Mon père avait mon téléphone, donc aucun contact n'était possible avec l'extérieur.
Il avait également refusé que mon Charlie dorme à mes côtés, et malgré ses pleurs, l'avait renvoyé dans sa chambre.
J'étais triste, furieuse et horrifiée de la tournure que prenaient les événements.

Mais par pitié, faites qu'Élias ne m'ait pas oubliée... ni qu'il fasse quelque chose d'irréfléchi.

Lorsque le soleil se leva, j'étais épuisée moralement plus que je ne l'avais jamais été.
Tout allait trop vite pour moi, mais je refusais de me laisser distancer par les événements.
Mon réveil indiquait huit heures quand on ouvrit brusquement ma porte.
Mon père, bien entendu.

La nuit blanche que je venais de passer ne m'aida pas à voir son visage avec plus de calme, j'étais toujours aussi pétrifiée devant cet homme que je ne connaissais pas.

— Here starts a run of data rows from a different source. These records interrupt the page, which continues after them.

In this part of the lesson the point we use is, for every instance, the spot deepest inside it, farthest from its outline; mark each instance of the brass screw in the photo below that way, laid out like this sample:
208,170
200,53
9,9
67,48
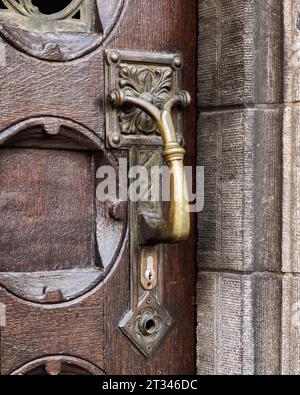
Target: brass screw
148,300
115,57
178,62
116,139
180,140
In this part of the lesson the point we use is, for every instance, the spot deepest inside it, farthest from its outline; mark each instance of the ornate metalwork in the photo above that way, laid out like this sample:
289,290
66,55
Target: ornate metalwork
147,326
143,95
176,228
28,16
154,86
151,77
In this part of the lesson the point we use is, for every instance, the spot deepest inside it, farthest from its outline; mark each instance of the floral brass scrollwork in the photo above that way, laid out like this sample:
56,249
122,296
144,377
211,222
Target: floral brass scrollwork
152,85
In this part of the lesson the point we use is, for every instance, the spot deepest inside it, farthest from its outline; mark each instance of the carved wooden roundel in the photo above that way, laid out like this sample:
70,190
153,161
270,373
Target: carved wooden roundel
58,365
55,246
65,31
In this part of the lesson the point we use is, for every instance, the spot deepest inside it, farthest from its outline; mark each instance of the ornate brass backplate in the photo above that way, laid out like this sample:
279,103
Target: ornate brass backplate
153,77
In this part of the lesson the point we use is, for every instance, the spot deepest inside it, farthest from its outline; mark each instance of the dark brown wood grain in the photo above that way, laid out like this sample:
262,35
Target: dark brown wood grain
52,222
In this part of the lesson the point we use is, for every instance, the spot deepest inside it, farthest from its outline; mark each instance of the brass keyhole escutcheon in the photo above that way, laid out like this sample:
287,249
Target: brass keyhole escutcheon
149,268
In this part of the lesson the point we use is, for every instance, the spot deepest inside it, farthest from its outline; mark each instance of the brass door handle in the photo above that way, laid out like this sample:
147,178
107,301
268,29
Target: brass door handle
154,229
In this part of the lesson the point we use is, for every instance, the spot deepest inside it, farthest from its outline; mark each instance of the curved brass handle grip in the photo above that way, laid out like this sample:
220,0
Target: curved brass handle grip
153,229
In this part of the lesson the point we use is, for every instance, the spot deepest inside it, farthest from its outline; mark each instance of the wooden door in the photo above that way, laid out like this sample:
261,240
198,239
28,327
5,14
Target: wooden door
71,298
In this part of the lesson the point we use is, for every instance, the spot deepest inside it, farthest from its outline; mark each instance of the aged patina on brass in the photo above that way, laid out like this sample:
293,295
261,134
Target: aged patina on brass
142,116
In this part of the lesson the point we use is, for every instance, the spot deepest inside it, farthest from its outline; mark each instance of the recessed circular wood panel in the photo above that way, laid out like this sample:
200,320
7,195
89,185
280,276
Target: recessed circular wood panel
57,240
58,365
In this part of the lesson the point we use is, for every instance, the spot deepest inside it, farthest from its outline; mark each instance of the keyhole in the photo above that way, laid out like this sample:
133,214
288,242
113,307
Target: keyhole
150,273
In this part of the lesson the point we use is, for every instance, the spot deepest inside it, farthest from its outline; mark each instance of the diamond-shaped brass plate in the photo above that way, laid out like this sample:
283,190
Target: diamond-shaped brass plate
147,326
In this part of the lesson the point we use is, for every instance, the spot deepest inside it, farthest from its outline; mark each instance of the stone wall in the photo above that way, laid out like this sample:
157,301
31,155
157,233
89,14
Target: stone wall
249,143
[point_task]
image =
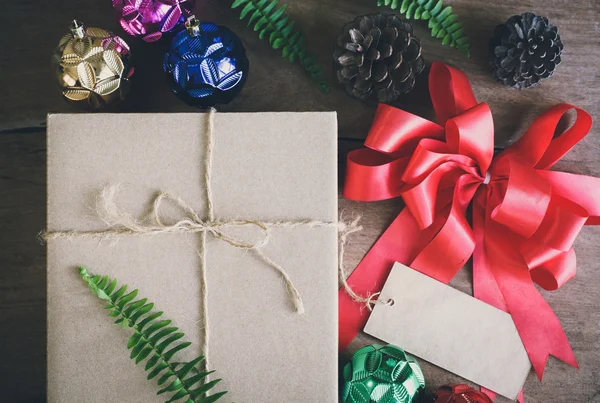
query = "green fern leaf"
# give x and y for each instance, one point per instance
(443, 23)
(153, 339)
(273, 23)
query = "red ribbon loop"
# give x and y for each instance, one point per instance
(525, 218)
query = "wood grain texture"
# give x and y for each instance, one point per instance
(31, 29)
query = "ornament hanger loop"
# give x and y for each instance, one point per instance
(192, 25)
(77, 29)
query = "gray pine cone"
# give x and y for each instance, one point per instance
(525, 50)
(377, 57)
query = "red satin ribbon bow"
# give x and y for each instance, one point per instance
(525, 217)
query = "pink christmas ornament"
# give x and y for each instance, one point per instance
(150, 19)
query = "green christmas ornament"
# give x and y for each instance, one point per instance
(382, 374)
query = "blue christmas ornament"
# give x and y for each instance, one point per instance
(206, 64)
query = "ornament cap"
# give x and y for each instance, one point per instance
(192, 25)
(77, 29)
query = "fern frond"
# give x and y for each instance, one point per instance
(155, 340)
(273, 23)
(443, 23)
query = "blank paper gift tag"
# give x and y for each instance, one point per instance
(452, 330)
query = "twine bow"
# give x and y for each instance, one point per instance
(121, 224)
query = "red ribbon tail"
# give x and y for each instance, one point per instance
(370, 275)
(492, 394)
(539, 328)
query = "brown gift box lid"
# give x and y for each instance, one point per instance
(266, 166)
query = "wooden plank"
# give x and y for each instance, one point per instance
(274, 85)
(31, 30)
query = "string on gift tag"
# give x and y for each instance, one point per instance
(122, 224)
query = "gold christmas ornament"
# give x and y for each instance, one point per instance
(92, 67)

-Bonjour, Wendy, déclara-t-il avec sa voix présidentielle, forte et déterminée.

Il n'attendit pas de réponse et tant mieux, car je n'avais pas l'intention de lui en donner une.

-Je veux que tu sois prête dans trois minutes exactes. Mets ta robe noire en soie, et hâtes-toi, enchaîna-t-il.

Il se retira sans un mot de plus et laissa deux femmes entrer derrière lui.
J'étais estomaquée.
C'était une plaisanterie ? J'étais sa prisonnière maintenant ?
Pourquoi diable rien ne pouvait se dérouler normalement ?!

Les femmes qui pénétrèrent dans ma chambre étaient nos maquilleuses et pour une raison que j'ignorais, elles me tartinèrent le visage de fond de teint, m'enduirent les cils de mascara et recouvrirent mes lèvres d'un rouge à lèvres clair.
Je fixai mon reflet dans la glace de ma coiffeuse, l'esprit vide.

-Mesdames... Pourriez-vous m'informer davantage ? Tentai-je.

Les maquilleuses, qui étaient de belles femmes avoisinant la quarantaine, pincèrent les lèvres dans un même mouvement et s'attaquèrent silencieusement à ma coiffure.
Super.
Les suggestions défilaient dans mon esprit, sans qu'aucune ne me paraisse intéressante.
J'allais devoir attendre.
Les femmes me tendirent la robe de soie noire que j'enfilai sans broncher.

Au bout de quelques minutes, la montre d'une des maquilleuses bipa et les deux femmes me relevèrent.
Cela faisait exactement trois minutes, j'imaginai.
Les femmes enfilèrent à mes pieds, de jolies chaussures noires et vernies sans talons, toujours sans prononcer un mot.
Elles me conduisirent dans le couloir éclairé qui menait directement jusqu'à... la salle de réception.

Accrochée dans le couloir, une large vitre me permis d'avoir un rapide aperçu de mon apparence.
Je suis restée éberluée quelques instants.
J'aurai voulu m'approcher de mon reflet, mais les maquilleuses m'entraînerent vers la salle de réception.

Je ressemblai à une enfant de quatorze ans, tout au plus.
Mes joues avaient été lissées, mes cheveux peignés et placés de part et d'autre de mon visage.
Le maquillage rendait mes yeux bruns immenses et ma bouche, rose comme celle d'une fillette.
Pour finir, la robe de soie noire éclipsait le peu de formes que j'avais et rendait mes bras frêles et légers.

Je n'eus pas le temps d'observer plus longtemps cette vision insensée car la salle de réception se dressa devant moi.
Une dizaine d'hommes et de femmes avaient pris place et discutaient avec une moue réprobatrice, leurs traits tendus.
D'autres convives arrivaient et mes mains devinrent moites.
Je reconnus les invités, ministres et autres clowns qui étaient présents à mon désastreux anniversaire.
Qu'allait-on encore m'obliger à faire ?

Mon père arriva à grandes enjambées depuis le fond de de la salle, toujours vêtu de son luxueux costume sombre.
Il s'empara de mon bras nu et congédia les deux maquilleuses d'un geste du menton.